Oje, dem Mann bleibt wirklich nichts erspart. Jetzt will ihn das bunte Narrenvolk sogar vor der Zeit aus dem Rathaus werfen und auf seine eigene närrische Art dort wenigstens ein paar Tage regieren. Da kann er noch so viel und mit vollen Händen Golddukaten auf die Menschen da unten am Fuß der Treppe werfen, die wahren Narren zeigen sich beim Sturm auf den Stadtpalast unbestechlich.

Im Gedränge auf der breiten Freitreppe vor dem querliegenden Krokodil mit dem zehn Meter langen Luftballonschwanz geht der Oberbürgermeister unter. Irgendwann haben sie ihm wohl auch das Mikro abgenommen, mit Beginn des Glockengeläuts von der Marktkirche am Samstagnachmittag ist von Sven Gerich nichts mehr zu sehen und zu hören.

Ein Schelm, wer Böses dabei denkt. Am Ende war auch das nur noch heiser ausgestoßene ungefähr hundertste „Dreifach dankbar donnernde Helau“ mit schwingendem Arm für all die bunten vorbeiziehenden Karnevalisten im Umzug der Kinder zu wenig, um die Haut des OB auf Abruf beim Sturm auf das Rathaus noch zu retten. Gut hat er sich gemacht da oben auf der Treppe, der Sven Gerich. Als Stimmungsmacher, als Animateur und Taktgeber, vom bunten Schal umschlungen und mit Orden behängt, die ihm keiner mehr abnehmen wird. Hat selbst Orden um freudig vorgestreckte Hälse gelegt, dem Jugendprinzenpaar Sophia I. und Robin I. etwa. Für die beiden Nachwuchs-Karnevalisten ein Alleinstellungsmerkmal auf ewig. Nach ihnen wird kein Prinzenpaar mehr bei einem Foto-Shooting dieser Art mit Sven Gerich posieren.

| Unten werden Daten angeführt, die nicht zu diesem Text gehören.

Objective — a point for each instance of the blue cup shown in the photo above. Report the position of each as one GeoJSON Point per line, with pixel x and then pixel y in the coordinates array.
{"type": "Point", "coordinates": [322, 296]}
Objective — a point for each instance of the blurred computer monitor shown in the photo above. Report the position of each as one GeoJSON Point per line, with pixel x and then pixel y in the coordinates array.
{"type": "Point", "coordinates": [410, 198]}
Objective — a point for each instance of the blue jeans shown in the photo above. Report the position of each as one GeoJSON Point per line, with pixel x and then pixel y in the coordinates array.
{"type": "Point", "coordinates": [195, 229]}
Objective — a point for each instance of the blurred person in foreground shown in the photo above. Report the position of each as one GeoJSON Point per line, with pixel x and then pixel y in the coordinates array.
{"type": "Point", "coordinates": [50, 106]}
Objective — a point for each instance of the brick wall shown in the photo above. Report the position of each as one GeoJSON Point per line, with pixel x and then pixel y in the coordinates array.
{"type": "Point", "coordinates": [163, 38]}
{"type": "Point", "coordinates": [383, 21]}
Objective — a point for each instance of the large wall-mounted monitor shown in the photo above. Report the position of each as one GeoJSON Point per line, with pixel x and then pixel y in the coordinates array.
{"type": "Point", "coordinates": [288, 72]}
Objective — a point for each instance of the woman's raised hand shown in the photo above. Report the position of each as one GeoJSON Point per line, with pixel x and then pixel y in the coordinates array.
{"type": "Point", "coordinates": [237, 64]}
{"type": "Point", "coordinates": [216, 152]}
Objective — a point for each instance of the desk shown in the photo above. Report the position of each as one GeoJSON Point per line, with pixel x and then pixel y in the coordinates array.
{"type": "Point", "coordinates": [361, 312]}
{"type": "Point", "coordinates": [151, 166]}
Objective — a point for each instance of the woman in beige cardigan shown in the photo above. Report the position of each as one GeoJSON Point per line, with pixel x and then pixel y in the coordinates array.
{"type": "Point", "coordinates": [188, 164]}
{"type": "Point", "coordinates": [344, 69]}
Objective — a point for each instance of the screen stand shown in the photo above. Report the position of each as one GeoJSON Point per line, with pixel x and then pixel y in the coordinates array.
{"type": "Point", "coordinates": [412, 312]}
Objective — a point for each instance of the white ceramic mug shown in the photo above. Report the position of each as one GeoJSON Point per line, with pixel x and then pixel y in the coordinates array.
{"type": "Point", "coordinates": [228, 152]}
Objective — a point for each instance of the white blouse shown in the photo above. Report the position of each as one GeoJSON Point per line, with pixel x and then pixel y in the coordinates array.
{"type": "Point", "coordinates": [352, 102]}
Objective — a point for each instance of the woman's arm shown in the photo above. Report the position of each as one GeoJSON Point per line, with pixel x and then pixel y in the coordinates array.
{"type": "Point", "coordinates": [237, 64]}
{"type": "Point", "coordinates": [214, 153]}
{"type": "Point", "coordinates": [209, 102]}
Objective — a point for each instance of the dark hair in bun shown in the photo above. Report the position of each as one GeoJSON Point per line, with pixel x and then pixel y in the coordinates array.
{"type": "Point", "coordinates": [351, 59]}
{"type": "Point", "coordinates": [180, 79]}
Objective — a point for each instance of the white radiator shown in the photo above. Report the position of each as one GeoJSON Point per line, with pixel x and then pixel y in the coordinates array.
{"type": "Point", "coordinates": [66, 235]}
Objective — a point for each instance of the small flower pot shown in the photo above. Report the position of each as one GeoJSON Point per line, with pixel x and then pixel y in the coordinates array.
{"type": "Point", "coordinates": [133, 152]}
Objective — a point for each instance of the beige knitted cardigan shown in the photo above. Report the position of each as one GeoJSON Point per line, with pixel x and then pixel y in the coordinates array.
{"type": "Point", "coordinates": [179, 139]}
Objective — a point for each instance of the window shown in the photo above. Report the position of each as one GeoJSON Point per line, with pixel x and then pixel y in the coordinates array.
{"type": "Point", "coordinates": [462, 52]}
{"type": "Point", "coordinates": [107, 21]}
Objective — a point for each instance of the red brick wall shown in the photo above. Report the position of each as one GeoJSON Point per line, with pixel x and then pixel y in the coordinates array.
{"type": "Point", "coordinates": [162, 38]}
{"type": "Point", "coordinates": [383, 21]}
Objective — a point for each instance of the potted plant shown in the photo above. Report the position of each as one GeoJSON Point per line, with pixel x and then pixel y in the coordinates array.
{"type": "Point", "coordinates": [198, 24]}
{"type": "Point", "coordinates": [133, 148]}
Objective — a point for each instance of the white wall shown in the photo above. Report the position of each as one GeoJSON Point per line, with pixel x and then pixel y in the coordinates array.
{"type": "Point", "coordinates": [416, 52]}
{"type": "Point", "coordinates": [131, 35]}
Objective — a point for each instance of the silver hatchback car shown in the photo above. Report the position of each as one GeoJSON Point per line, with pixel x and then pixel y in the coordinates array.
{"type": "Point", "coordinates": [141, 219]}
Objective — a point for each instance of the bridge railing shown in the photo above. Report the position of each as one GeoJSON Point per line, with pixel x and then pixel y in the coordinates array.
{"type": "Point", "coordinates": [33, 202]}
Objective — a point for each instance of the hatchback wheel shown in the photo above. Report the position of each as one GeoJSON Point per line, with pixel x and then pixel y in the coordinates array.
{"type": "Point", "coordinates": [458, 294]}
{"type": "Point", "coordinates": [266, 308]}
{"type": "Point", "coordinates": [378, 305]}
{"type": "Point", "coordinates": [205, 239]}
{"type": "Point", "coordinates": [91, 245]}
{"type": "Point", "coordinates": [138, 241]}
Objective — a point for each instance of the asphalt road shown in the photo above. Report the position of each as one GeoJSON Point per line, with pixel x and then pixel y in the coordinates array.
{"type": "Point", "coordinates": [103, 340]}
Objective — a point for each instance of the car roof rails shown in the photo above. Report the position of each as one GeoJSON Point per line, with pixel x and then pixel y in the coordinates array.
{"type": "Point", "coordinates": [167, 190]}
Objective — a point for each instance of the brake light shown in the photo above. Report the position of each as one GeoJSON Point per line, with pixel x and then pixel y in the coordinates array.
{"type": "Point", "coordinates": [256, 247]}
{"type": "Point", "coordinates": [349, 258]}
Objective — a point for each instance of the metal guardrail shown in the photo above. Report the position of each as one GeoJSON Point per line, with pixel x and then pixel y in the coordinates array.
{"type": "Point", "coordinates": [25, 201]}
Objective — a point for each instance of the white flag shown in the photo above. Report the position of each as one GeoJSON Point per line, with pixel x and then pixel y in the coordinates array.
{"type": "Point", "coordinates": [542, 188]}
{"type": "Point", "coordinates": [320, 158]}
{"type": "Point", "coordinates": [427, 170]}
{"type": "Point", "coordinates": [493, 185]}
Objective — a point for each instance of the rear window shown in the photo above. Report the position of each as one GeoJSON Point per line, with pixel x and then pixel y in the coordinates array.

Der Mann hat seinen Spaß, das sieht man deutlich. Einmal noch richtig einen raushauen, bevor schon bald die neue Zeit beginnen wird. Seriös scheinende Herren im Narrenkleid mit Schellenkappe, das von hohem Rang zeugt, munkeln in trauter Runde ganz ohne Lachen und Fröhlichkeit, der baldige Ex-Oberbürgermeister arbeite schon an seiner neuen Karriere. Ganz bescheiden im Flößerkostüm mit Blaumannjacke und schwarzer Kappe, wie sie die Schiffer in Kostheim tragen. „Des hat der immer an“, murmelt eine Frau ohne jegliche Emotion. Also an den tollen Tagen jedenfalls.

Der Mann hat seinen Spaß, und er kann der wahren Narretei im Tun und im Lassen frönen und den Narrenspiegel in alle Richtungen drehen. Ein freundliches, nur unterschwellig leicht hämisches „Uiuiuiuiuiuiuiauauauauau“, die ironische Mitleidsbekundung auf Narrenart, ist ihm gewiss, als er sich nicht scheut, en passant die Geschichte mit der städtischen Kreditkarte fast unverpackt ins Spiel zu bringen. Sie wissen schon, als die Narretei aus dem Ruder lief, der Kater immer heftiger wurde und nur noch der Rückzug möglich war. Deswegen hat er die Karte trotz Anraten seiner Berater beim Rathaussturm auch nicht gezückt und lieber mit Golddukaten geworfen.